Data federation is the process of aggregating data from different sources into a virtual database. This allows data to be combined resulting in more insightful analytics and business intelligence. The key advantage with data federation is that the data isn’t duplicated into another table but rather queried on the fly from the original source into a virtual table that is used for further analytics.
However, federating massive amounts of data can become time consuming. The query time for federation is not only long-delayed due to the source’s execution of the query, but also from the data transfer (latency) time from the source to SAP Data Warehouse Cloud. Here, I will state some features SAP Data Warehouse Cloud has to monitor performance, as well as go through some steps you can take to increase your federation query performance.
For this blog, I have used the sample database as provided by AWS Redshift, and uploaded the data as shown through AWS Redshift’s Getting Started Guide. To learn how to federate data from Redshift to SAP Data Warehouse Cloud, please refer to my former colleague’s blog, Data Federation Between SAP Data Warehouse Cloud and Amazon Redshift.
SAP Data Warehouse Cloud Performance Features
SAP Data Warehouse Cloud provides several features and tools that monitor queries and streamline performance. These features are summarized below.
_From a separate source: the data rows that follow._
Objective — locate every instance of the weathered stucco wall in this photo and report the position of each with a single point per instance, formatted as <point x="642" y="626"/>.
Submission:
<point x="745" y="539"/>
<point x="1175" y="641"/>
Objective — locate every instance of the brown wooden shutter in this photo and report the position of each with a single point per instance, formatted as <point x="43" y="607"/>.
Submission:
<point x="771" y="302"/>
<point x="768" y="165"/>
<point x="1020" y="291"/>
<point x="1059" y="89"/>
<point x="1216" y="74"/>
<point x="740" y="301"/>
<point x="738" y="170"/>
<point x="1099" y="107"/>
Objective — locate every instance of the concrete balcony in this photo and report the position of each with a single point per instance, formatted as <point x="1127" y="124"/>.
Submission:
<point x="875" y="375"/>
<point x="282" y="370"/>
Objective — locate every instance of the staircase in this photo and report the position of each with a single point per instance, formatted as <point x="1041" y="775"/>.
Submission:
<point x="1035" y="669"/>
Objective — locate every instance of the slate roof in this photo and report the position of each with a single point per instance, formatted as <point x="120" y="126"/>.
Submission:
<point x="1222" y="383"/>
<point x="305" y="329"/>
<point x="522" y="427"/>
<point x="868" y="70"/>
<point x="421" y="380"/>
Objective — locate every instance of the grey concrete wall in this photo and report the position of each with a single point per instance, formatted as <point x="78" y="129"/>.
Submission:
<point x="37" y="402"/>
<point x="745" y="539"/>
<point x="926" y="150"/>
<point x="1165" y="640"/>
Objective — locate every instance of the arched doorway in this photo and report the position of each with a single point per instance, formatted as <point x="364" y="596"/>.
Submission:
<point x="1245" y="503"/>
- System Monitor. Monitor the performance of your system. You can see what tasks failed and dive deeper into the logs and view the statement that failed specifically.
- Restrict Remote Table Data Loads. Remove unnecessary columns and create filters. This will reduce the volume of data that is loaded in the remote table.
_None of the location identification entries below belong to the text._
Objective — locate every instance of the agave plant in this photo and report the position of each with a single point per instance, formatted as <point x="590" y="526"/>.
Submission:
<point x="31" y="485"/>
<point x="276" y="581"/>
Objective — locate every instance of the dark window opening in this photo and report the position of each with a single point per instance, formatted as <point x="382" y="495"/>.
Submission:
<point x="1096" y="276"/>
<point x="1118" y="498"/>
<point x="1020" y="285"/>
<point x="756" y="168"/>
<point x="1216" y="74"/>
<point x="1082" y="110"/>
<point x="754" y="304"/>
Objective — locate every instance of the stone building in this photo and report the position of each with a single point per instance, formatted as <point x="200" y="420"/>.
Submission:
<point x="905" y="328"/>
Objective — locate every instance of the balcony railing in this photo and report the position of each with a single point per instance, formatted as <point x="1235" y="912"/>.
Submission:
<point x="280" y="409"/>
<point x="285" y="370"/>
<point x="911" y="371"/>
- Use the Data Builder to remove the unnecessary columns, define a central filter to load only the data that is needed, add new columns available in the source, or reinsert previously excluded columns.
- Cloud Connector for SAP HANA on premise.
- Run in Analytical modemay improve view performance, particularly if a union is performed.
- Remote Table Monitor. Create statistics for your remote table to improve query performance.
- Remote Query Monitor. Track queries sent to your source and analyze them.
- Activate the OLAP hint to view performance through a graphical view or a sql view.
Steps to increase query performance specific to Redshift federation
1. Geographic Locations
First and foremost, it is important to note that the geographic locations of your SAP Data Warehouse Cloud instances and hyperscaler data sources matter. If the regions are the same, the latency (or data transfer) time is reduced, thereby increasing your query performance.
2. Select only the columns you need when writing your query.
When performing the following query:
SELECT "salesid", "listid", "sellerid", "buyerid", "eventid", "dateid", "qtysold", "pricepaid", "commission", "saletime" FROM "sales_redshiftblog"
As compared to this query:
SELECT "listid", "qtysold", "commission", "dateid" FROM "sales_redshiftblog"
The top query takes 1 second to complete in SAP Data Warehouse Cloud, whereas the second one takes 755 ms to complete.
In Redshift, the top query took 995 ms, and the second query took 464 ms.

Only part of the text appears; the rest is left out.